Recent IP Legal Trends in Argentina
In February 2011, nine South American countries (Argentina, Brazil, Chile, Colombia, Ecuador, Paraguay, Peru, Suriname and Uruguay) agreed to enter into a pilot project of international cooperation to expedite patent examination process, and improve quality of patents issued. This project will consist of 300 patent applications related to biotechnology and engineering. According to the agreement, national patent offices will retain autonomy in deciding upon patent issues, but some common standards will be negotiated and the exchange of information among the countries is expected to increase through common database, developed by WIPO.

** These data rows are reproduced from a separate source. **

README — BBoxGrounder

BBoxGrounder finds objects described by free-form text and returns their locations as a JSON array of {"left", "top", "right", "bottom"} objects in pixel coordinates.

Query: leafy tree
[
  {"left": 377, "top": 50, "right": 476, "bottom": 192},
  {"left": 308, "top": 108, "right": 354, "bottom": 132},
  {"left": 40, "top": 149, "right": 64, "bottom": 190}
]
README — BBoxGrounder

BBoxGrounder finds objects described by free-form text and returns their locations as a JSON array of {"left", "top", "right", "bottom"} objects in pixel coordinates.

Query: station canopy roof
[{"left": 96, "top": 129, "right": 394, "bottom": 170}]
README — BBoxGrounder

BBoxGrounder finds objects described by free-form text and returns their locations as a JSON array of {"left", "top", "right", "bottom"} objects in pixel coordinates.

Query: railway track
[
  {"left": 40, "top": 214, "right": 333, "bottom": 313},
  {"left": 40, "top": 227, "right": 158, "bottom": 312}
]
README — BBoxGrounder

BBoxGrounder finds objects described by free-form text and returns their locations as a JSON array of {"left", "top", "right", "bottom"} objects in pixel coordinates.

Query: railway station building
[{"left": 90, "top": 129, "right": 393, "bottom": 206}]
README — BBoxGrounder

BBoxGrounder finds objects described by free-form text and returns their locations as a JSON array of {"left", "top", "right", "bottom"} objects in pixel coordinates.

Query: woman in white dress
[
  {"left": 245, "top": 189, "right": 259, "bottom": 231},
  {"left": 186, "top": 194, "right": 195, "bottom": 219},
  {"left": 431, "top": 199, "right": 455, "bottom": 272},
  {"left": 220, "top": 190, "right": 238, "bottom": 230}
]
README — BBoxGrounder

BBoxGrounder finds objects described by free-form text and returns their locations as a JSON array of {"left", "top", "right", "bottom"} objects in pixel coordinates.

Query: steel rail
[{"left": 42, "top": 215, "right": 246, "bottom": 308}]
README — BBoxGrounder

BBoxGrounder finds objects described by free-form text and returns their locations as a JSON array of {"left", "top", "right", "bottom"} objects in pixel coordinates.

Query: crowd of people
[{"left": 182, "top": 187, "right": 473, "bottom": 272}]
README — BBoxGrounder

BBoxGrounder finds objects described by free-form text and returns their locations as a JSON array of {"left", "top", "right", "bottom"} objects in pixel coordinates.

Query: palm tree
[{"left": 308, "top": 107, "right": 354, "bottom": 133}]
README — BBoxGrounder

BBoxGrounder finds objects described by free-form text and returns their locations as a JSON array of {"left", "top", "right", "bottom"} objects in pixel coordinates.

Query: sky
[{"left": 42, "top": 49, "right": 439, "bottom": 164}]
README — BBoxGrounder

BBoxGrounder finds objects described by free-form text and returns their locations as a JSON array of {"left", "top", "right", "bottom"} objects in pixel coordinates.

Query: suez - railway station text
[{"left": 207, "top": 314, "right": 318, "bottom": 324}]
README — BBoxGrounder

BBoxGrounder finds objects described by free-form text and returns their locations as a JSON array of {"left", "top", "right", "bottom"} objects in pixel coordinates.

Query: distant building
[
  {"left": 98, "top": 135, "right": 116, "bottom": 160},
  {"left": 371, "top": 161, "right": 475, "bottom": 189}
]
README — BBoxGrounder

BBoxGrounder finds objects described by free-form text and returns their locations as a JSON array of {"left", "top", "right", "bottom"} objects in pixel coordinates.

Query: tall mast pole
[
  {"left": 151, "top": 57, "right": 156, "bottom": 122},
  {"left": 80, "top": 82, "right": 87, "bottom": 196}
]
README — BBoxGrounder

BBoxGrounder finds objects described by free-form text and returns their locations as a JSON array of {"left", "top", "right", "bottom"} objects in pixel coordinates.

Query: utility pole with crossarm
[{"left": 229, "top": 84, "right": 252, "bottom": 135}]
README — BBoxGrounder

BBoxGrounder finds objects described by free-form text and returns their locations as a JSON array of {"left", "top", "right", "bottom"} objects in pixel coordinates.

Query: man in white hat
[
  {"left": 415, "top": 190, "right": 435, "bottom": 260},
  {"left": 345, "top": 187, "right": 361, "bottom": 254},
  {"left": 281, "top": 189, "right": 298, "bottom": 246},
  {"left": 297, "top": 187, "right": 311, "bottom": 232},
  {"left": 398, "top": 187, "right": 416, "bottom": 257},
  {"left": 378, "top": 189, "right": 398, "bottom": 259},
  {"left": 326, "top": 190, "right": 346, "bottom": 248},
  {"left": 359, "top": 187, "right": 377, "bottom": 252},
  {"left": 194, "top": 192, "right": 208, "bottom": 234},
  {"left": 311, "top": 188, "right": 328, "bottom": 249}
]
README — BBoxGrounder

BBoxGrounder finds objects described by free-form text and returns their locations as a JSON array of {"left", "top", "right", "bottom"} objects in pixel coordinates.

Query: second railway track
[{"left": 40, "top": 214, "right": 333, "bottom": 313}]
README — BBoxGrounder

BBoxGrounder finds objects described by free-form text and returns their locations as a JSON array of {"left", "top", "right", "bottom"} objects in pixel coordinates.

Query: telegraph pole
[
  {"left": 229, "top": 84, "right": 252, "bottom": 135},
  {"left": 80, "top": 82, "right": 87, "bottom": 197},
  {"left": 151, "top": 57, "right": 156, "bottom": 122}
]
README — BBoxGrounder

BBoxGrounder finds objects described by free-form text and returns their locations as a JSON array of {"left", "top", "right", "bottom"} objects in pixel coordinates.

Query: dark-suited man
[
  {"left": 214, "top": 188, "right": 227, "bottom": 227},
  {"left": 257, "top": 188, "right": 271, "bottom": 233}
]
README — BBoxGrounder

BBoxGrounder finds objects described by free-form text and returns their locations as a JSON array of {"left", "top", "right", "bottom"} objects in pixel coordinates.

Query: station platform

In a recent decision of the EU Court of Justice, the court decided that Monsanto cannot use its DNA sequence patent to prohibit the marketing of Argentinian soy meals in the EU when meals contain DNA sequence in the residual state. In 2005 and 2006, a large amount of soy meal imports from Argentina into Europe was impounded. These imports allegedly infringed upon Monsanto’s seed traits patented in Europe and Monsanto sued for infringement. The court ruled that when the beans are processed into meals, under EU biotechnology rules, the patent scope does not cover the products and there is no infringement. Monsanto conceded that, for this issue, it is better to obtain court ruling in Argentina, which is the course of action that Monsanto intends to pursue. However, Argentinian patent lawyers predict that Monsanto will not be able to protect its Roundup Ready soybean technology in Argentina.